Anschaffungskosten nach BilMoG – was gehört dazu?

Anschaffungskosten nach BilMoG - was gehört dazu?

Zu den Anschaffungskosten nach BilMoG gehören alle Aufwendungen, die Sie leisten, um einen Vermögensgegenstand zu erwerben und in einen betriebsbereiten Zustand zu versetzen, soweit sie sich dem Vermögensgegenstand einzeln zuordnen lassen. Mehr dazu lesen Sie in dem folgenden Artikel.

Anders als bei den Herstellungskosten hat es bei den Anschaffungskosten nach BilMoG keinen nennenswerten Änderungen gegenüber den alten Regelungen gegeben.

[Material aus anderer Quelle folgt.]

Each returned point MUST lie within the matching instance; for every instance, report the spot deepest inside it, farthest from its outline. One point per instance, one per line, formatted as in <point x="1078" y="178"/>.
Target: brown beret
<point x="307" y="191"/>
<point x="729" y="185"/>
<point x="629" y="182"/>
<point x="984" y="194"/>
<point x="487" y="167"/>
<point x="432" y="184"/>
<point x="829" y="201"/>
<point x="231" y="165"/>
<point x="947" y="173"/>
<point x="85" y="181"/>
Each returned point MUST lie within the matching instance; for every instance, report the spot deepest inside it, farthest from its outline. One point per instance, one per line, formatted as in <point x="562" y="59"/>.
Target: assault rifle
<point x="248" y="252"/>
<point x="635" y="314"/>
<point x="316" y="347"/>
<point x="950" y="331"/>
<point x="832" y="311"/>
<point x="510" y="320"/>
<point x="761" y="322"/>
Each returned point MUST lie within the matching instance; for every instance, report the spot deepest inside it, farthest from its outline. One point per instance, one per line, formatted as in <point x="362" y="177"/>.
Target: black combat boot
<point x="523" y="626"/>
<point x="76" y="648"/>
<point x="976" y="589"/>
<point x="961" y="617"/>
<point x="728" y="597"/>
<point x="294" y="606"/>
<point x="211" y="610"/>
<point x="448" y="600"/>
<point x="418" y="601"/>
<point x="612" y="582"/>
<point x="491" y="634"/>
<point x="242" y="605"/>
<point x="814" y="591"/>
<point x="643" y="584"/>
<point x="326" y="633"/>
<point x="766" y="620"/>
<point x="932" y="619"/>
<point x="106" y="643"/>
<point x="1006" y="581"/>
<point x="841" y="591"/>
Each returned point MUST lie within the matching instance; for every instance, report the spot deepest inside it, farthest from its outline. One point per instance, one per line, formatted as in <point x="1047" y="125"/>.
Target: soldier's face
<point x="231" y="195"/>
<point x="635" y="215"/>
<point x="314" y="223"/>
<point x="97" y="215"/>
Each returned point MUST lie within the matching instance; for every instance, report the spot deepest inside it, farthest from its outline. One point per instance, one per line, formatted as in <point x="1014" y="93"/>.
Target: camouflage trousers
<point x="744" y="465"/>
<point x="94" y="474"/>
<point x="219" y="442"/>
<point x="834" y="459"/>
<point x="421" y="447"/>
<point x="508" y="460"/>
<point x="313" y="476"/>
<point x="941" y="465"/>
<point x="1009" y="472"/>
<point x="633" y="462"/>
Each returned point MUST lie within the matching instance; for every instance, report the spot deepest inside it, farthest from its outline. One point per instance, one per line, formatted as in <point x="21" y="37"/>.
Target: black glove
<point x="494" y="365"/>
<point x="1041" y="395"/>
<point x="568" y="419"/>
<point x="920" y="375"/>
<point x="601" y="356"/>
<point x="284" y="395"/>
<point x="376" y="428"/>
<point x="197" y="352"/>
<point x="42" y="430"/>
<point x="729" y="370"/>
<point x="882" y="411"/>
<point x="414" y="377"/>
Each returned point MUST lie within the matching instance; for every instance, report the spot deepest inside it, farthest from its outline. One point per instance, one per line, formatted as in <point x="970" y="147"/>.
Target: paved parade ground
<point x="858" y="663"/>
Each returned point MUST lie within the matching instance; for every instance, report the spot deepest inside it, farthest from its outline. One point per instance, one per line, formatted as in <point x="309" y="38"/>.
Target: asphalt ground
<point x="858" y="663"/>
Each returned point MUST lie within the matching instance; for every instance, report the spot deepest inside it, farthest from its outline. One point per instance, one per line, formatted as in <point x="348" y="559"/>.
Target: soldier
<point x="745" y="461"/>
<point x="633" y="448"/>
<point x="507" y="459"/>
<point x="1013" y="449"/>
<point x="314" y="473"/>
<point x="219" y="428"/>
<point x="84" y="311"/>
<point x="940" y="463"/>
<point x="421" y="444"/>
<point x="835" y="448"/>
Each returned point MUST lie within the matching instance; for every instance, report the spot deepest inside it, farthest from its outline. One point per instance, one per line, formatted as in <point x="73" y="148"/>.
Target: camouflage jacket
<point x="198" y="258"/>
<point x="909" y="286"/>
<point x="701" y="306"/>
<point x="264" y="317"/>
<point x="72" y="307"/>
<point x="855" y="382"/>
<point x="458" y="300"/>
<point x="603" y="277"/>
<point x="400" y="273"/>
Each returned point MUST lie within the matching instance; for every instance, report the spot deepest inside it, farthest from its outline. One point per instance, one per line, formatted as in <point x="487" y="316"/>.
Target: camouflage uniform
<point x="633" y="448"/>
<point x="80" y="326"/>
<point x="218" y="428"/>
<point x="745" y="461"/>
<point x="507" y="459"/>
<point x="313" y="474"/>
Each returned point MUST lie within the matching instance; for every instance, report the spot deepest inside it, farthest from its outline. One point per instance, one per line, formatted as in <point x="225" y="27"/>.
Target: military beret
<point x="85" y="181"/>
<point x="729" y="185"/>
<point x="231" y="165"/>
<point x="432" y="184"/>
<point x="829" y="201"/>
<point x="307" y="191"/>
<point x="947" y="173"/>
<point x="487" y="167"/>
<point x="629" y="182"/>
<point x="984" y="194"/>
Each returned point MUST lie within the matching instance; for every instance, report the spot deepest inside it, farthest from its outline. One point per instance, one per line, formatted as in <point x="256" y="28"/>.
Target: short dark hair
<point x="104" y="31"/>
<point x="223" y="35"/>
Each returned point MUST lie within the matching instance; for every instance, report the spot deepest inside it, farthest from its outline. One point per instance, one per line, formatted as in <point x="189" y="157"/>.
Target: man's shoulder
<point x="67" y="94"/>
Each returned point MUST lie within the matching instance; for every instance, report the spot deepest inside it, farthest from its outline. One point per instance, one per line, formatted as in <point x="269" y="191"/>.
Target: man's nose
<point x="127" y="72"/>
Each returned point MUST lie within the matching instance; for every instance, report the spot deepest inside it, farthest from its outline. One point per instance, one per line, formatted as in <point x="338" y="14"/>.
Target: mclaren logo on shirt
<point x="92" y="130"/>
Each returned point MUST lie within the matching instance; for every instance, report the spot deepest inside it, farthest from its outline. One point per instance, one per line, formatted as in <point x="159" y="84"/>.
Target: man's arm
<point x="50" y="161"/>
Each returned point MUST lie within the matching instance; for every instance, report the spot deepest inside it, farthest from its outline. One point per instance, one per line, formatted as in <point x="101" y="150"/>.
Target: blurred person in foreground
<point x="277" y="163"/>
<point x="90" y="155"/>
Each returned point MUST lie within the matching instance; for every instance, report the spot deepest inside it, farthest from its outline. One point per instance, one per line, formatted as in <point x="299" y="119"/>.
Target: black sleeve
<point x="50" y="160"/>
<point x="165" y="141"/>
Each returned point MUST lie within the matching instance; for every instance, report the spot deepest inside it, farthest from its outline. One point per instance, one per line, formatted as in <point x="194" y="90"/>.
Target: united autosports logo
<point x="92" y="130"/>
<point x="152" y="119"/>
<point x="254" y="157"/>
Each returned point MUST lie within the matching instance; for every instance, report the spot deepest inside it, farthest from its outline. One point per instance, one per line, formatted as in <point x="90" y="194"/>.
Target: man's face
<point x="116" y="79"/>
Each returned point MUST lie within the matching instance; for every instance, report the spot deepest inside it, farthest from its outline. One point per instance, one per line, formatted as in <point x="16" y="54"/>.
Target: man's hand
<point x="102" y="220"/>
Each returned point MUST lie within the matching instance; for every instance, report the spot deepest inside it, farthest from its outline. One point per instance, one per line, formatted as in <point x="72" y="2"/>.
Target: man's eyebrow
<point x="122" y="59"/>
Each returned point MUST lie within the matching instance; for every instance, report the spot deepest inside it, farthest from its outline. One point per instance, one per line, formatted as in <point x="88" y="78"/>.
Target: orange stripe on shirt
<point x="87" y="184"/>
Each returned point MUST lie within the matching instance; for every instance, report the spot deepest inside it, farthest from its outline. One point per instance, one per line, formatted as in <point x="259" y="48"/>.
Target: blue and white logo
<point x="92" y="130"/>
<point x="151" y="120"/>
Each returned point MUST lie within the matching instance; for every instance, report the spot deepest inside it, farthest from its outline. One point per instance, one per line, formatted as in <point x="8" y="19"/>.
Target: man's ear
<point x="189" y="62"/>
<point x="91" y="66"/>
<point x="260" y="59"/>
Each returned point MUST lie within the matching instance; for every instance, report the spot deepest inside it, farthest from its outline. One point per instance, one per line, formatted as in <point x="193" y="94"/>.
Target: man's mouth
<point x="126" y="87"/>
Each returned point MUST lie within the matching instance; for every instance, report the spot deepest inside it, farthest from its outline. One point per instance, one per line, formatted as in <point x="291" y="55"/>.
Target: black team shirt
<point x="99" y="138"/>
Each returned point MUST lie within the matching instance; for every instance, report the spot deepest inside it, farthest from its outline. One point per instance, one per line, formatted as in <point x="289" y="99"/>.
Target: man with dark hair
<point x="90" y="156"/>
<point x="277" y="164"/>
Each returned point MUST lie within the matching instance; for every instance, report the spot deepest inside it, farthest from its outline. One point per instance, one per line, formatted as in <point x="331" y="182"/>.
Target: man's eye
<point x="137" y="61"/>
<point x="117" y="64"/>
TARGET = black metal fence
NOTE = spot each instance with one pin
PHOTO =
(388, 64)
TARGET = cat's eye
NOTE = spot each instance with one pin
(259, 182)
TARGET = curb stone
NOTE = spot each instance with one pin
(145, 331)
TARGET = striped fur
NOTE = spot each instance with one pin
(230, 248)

Somit gehören zu den Anschaffungskosten nach BilMoG alle Aufwendungen, die Sie leisten, um einen Vermögensgegenstand zu erwerben und in einen betriebsbereiten Zustand zu versetzen, sofern Sie diese Aufwendungen dem Vermögensgegenstand direkt zurechnen können.

Anschaffungskosten nach BilMoG

Zu den Anschaffungskosten nach BilMoG gehören nur solche Aufwendungen, die dem angeschafften Vermögensgegenstand direkt zugerechnet werden können. Demnach können Sie die Anschaffungskosten nach BilMoG wie folgt ermitteln:

Anschaffungspreis

+ Anschaffungsnebenkosten

+ nachträgliche Anschaffungskosten

–  Anschaffungspreisminderungen

= Anschaffungskosten

Zu den Anschaffungskosten nach BilMoG gehören auch die Anschaffungsnebenkosten. Diese umfassen alle Kosten, die den Vermögensgegenstand betriebsfähig machen, wie zum Beispiel Frachtkosten, Zölle, Provisionen, Transportversicherungsprämien, Lagergelder etc.

Beachten Sie: Nebenkosten gehören nur dann zu den aktivierungspflichtigen Nebenkosten nach BilMoG, wenn es sich um Einzelkosten der Anschaffung und nicht um Gemeinkosten handelt.

Ende der Ermittlung der Anschaffungskosten nach BilMoG

Die Ermittlung von Anschaffungskosten endet, wenn der Vermögensgegenstand an seinen endgültigen Standort in Ihrem Unternehmen verbracht worden ist.

Wichtig: Die anschließend noch anfallenden Kosten – zum Beispiel für die Lagerung des Vermögensgegenstandes – gehören nicht mehr zu den Anschaffungskosten nach BilMoG.

Eigene Arbeiten gehören nicht zu den Anschaffungskosten nach BilMoG

Erbringen Sie selbst Leistungen – beispielsweise durch den Transport von angeschafften Gütern – so handelt es sich hierbei regelmäßig um Gemeinkosten. Diese Kosten stellen daher keine Anschaffungskosten im Sinne des BilMoG dar.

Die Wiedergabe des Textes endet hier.